The food industry around the world is changing.  Small nationally focused processing plants are being replaced with larger, more technically-advanced plants serving regional markets.

This process should be to Australia's advantage.  Australia has high quality, competitively priced basic food products.  We have a relatively large, affluent home-market for processed foods.  We sit next to Asia which is the fastest growing market for processed food in the world.  In short, the food industry should be booming.  Instead it is going out the back door.

Three current examples illustrate the problem which were discussed in The Australian this week by Robert Gottliebsen.

Six years ago, the world's largest manufacture of chocolates, Barry Callebaut from Switzerland, sent a team to Australia to investigate building a new state-of-the-art processing plant to service the Australian and Asian markets.  While Australia had most things going for it, the poor workplace culture endemic to the food industry ruled us out.  Instead the firm left and built the plant in high-cost Singapore.

At about the same time, Nestle, the world's second largest food manufacturer and also from Switzerland, decided things were changing for the better.  They built a new confectionary plant in Broadmeadows to manufacture its Kit Kat bar for the Australasian market.  The plant has been plagued with industrial disputes and poor productivity levels.  During one of the lock-outs the firm was forced to import stock from overseas.  In the process, it found that it could do so much cheaper than it could manufacture locally.  So when Nestle introduced its new Chunky Kit Kat bar, it had it made in Malaysia and not in Australia.

More recently, the City of Melton and the State government have been pursuing the giant Japanese food company Saizeriya to locate a $400 million processing plant in the city.  This was to be the start of a $1 billion food processing centre.  The city and state put together a generous package including free land.  Things were advancing nicely -- until the unions got involved.  At that stage a turf war broke out between competing unions.  The project now faces union-imposed bans on plant construction and is having difficulties negotiating a sensible enterprise agreement.  As a result, the company is set to walk.

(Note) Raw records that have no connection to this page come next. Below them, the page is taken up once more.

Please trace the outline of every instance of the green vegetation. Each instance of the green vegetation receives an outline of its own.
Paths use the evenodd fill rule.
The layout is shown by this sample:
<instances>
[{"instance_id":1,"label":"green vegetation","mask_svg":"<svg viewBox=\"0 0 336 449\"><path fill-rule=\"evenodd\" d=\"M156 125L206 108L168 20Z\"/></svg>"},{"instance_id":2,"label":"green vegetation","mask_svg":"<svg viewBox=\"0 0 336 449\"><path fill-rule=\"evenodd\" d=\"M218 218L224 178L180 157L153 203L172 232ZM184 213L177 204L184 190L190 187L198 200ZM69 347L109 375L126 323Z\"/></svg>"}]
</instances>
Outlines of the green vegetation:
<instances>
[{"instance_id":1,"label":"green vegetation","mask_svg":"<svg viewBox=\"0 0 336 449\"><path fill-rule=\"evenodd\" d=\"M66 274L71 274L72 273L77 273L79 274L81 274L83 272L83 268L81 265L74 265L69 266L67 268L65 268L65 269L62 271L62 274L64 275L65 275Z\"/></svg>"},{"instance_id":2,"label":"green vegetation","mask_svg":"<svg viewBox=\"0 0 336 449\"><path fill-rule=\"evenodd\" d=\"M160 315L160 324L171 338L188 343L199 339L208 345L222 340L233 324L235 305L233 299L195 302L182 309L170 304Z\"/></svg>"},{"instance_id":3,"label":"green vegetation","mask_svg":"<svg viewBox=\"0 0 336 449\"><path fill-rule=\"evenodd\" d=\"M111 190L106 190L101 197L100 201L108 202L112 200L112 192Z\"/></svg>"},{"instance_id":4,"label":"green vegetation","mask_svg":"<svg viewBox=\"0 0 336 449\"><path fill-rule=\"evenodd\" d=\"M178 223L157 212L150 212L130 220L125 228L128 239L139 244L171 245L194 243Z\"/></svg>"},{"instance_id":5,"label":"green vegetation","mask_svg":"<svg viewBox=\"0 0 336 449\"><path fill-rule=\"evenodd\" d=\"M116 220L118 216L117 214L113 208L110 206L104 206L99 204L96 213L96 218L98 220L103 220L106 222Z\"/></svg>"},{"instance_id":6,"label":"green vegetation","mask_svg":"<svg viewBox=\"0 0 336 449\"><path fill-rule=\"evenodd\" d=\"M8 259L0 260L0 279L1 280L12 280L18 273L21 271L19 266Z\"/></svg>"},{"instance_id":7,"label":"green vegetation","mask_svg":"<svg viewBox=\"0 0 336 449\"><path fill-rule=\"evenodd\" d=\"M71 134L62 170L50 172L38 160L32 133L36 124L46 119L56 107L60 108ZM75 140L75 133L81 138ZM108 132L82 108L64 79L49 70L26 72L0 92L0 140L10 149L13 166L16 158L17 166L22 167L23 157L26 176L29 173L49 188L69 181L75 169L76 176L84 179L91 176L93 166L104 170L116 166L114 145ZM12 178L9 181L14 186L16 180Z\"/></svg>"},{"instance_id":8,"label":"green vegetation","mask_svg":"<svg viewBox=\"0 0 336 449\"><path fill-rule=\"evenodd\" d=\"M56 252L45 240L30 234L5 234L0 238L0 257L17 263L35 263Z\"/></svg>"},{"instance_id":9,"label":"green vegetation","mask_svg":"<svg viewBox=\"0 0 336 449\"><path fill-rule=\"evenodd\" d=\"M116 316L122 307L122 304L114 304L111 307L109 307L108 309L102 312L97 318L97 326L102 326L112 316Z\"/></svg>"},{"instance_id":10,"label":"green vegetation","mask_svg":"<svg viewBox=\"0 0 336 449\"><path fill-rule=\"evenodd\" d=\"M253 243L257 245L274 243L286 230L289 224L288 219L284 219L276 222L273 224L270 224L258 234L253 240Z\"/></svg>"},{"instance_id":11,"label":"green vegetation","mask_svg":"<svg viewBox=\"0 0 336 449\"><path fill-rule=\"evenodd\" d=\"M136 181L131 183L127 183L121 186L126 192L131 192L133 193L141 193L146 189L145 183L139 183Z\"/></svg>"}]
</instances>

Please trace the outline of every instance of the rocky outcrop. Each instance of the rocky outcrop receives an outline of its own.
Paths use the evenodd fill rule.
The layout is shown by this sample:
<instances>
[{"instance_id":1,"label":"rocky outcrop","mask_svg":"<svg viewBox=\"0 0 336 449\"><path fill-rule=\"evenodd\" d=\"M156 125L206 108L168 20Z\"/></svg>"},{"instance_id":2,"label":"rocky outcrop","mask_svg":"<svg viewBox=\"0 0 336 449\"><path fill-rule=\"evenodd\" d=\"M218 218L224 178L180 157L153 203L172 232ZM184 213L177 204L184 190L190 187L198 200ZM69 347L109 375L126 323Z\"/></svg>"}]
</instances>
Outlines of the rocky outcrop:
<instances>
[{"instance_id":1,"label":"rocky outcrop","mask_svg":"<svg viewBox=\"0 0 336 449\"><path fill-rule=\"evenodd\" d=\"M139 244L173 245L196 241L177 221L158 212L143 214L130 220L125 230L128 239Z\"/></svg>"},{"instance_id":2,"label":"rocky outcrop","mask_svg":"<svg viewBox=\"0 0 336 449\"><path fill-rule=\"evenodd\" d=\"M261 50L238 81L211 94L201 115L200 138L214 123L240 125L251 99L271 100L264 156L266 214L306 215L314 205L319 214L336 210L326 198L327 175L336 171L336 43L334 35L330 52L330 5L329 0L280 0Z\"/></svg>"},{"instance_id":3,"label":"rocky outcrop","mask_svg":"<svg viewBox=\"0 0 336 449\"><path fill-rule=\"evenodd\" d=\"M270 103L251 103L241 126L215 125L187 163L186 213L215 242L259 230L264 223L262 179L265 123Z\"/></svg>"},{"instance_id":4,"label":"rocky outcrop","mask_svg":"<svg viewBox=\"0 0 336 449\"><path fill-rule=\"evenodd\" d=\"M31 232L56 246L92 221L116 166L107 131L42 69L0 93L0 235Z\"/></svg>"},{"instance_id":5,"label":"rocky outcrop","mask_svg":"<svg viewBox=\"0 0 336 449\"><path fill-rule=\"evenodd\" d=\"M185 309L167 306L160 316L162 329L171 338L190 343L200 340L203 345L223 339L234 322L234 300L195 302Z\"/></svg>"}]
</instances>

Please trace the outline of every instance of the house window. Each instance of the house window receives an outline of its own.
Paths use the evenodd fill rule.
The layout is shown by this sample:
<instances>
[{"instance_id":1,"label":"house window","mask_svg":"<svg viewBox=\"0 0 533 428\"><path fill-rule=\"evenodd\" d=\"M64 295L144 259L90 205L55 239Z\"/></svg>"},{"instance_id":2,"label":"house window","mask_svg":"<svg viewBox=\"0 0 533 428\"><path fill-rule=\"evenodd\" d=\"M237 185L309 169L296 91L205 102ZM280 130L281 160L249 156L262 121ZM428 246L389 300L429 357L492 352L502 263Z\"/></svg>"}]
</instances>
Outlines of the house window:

Lost opportunities in the food industry as a result of a destructive workplace culture are not restricted to the food industry but are spread throughout the manufacturing sector.

Unless things change quickly and we allow enterprises and their workers to agree conditions free of unions seeking to impose their own costly management control, the up-coming world slowdown will see a hollowing out of our manufacturing base.  And once this is gone, it is gone forever.